The average UK house price for first-time buyers jumped 13% to £302,010 last year, with more than six in 10 going joint to get on the property ladder.
The number of first-time buyers fell by 11% to 362,461 in 2022 compared to the year prior, according to new analysis from Halifax.
Northern Ireland remained the most affordable place to buy a house last year, with average prices hovering around £171,425, followed by the North East region, were houses cost on average £175,091.
On the higher end of scale, unsurprisingly, was London, where the average house cost £518,900. The deposit alone for a house in the capital was £125,378 on average — which was almost enough to buy you a house somewhere else in the UK.

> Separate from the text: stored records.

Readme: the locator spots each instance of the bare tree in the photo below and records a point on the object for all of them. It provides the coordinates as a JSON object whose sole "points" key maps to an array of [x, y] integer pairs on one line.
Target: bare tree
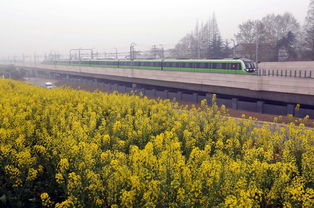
{"points": [[247, 33], [309, 32]]}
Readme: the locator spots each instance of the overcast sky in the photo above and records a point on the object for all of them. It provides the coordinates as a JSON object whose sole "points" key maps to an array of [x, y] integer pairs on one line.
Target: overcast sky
{"points": [[41, 26]]}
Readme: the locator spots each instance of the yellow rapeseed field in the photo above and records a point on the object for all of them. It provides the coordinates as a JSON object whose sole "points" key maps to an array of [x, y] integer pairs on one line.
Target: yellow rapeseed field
{"points": [[66, 148]]}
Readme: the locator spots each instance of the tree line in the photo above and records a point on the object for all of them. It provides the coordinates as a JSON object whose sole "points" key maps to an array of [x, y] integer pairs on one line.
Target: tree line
{"points": [[272, 32]]}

The East of England came in as the second most expensive region, as average prices stood at £336,710.
Scotland had the highest jump in the amount required for a deposit, increasing 8% from £38,468 to £41,442 last year.
Almost two thirds (63%) of mortgage completions are now in joint names — with two or more people — as rising mortgage rates and steep deposits make it harder to break into the property market alone.
“Over 362,000 people got on the property ladder in 2022, with first-time buyers now accounting for over half of all home loans. Today, getting your own place for the first time will likely mean paying over £300,000 for that new home, and putting down, on average, a £62,000 deposit,” Kim Kinnaird, mortgages director at Halifax, said.
“The overall level of first-time buyers remains high, with the total number securing a home in 2022 higher than in any year other than 2021 — where we saw record demand — and prior to that, the peak seen in 2006.
“Buyers looking to make their first step onto the property ladder may welcome the forecasted fall in house prices this year — providing the supply is there. Nonetheless, the cost of purchasing a home is still significant and saving for a deposit can be challenging for some first-time buyers.”
The number of first-time buyers fell across all nations and regions last year, compared to the record highs seen in 2021.
The greatest falls last year were in the South East, South West, Wales and Northern Ireland, all dropping by 12%, an expected decline considering the very high demand seen in these areas in 2021.
The East Midlands saw the smallest fall, relative to the rest of the UK, with the number of first-time buyers down 7%.
The average deposits stood at 21% of purchase price. In cash terms, this means an average £62,470 deposit is being raised by those buying their first home — up 8% on 2021.
“The length of time needed, and cost of, raising a deposit are likely having an impact on the profile of the average first-time buyer over time. Today, those starting out on the housing ladder are 32 years old, on average — two years older than a decade ago — and almost two-thirds of people are now getting their first mortgage in joint names,” Kinnaird added.
Despite these significant sums, first-time buyers now account for over half (52%) of all loans on homes — the highest in the last decade.